Stress incontinence can be an embarrassing, and even isolating condition experienced by women. Childbirth can lead the urinary sphincter and pelvic floor muscles to get weaker, leading to a higher risk of female stress incontinence. Women are also at an increased risk of developing stress incontinence during the menopause when the urethra lining is thinned by reduced levels of oestrogen.
Common causes of stress incontinence
So how does stress incontinence come about? It is down to the weakening of the muscles which support the bladder and control the release of urine. The urethra muscles are designed to stay shut as your bladder fills with urine before the time comes when you need to go to the toilet. But the weakening of muscles means that things which put pressure on the pelvic and abdominal muscles can lead to urine leakage, due to the pressure on the bladder.
Which complications and symptoms do female stress incontinence cause?
The discomfort and inconvenience which arise from female stress incontinence mean that the condition can lead to embarrassment and distress. This could impact on your social life, career and your relationships. Female stress incontinence can also produce rashes due to skin being regularly in contact with urine. This is generally associated with severe incontinence, and in cases where precautionary measures, such as incontinence pads, are not taken.
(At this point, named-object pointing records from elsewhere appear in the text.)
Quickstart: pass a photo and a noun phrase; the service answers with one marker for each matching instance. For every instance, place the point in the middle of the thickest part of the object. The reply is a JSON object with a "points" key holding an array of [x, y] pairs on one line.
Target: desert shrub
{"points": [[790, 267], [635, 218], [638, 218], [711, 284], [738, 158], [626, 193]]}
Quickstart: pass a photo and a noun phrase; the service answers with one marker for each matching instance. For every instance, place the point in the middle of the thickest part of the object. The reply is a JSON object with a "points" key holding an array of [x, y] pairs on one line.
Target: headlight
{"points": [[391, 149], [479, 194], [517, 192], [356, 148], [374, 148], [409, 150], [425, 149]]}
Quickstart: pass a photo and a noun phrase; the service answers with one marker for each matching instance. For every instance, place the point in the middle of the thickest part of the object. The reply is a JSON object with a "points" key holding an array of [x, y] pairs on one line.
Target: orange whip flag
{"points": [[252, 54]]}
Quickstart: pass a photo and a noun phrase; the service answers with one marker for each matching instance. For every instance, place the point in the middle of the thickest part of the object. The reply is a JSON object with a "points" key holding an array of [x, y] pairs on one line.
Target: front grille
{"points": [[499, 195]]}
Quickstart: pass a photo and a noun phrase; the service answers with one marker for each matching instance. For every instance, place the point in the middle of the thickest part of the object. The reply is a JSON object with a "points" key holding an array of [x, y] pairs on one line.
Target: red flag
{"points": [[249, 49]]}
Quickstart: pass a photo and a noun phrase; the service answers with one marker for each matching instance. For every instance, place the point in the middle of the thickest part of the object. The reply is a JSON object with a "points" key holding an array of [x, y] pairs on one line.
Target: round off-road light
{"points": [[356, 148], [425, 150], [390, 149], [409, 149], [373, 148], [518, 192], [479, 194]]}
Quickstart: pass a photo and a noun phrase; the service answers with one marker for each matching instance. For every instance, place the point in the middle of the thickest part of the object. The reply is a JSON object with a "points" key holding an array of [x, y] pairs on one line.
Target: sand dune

Getting treated for stress incontinence
After methods of diagnosis such as bladder function tests have ascertained you have stress incontinence, there are a number of treatment options available.
A range of behaviour therapies are able to lessen – or in some cases, even eliminate stress incontinence episodes. These can include making changes to your fluid consumption, according to a doctor’s recommendations on the volume and timing of what you drink. Exercises focused on strengthening the pelvic floor muscles can also help. Known as Kegel exercises, they can be taught to you by a physiotherapist or doctor.
Devices such as urethral inserts and a vaginal pessary can be recommended, and in cases where the measures above have been ineffective, surgical interventions can be used to support the bladder neck or improve sphincter closure. These procedures can include retropubic colposuspension, the sling procedure, and the injection of bulking agents.
Female stress incontinence can be troubling, but thankfully there are a number of treatment paths which are effective in minimising the effects of the condition.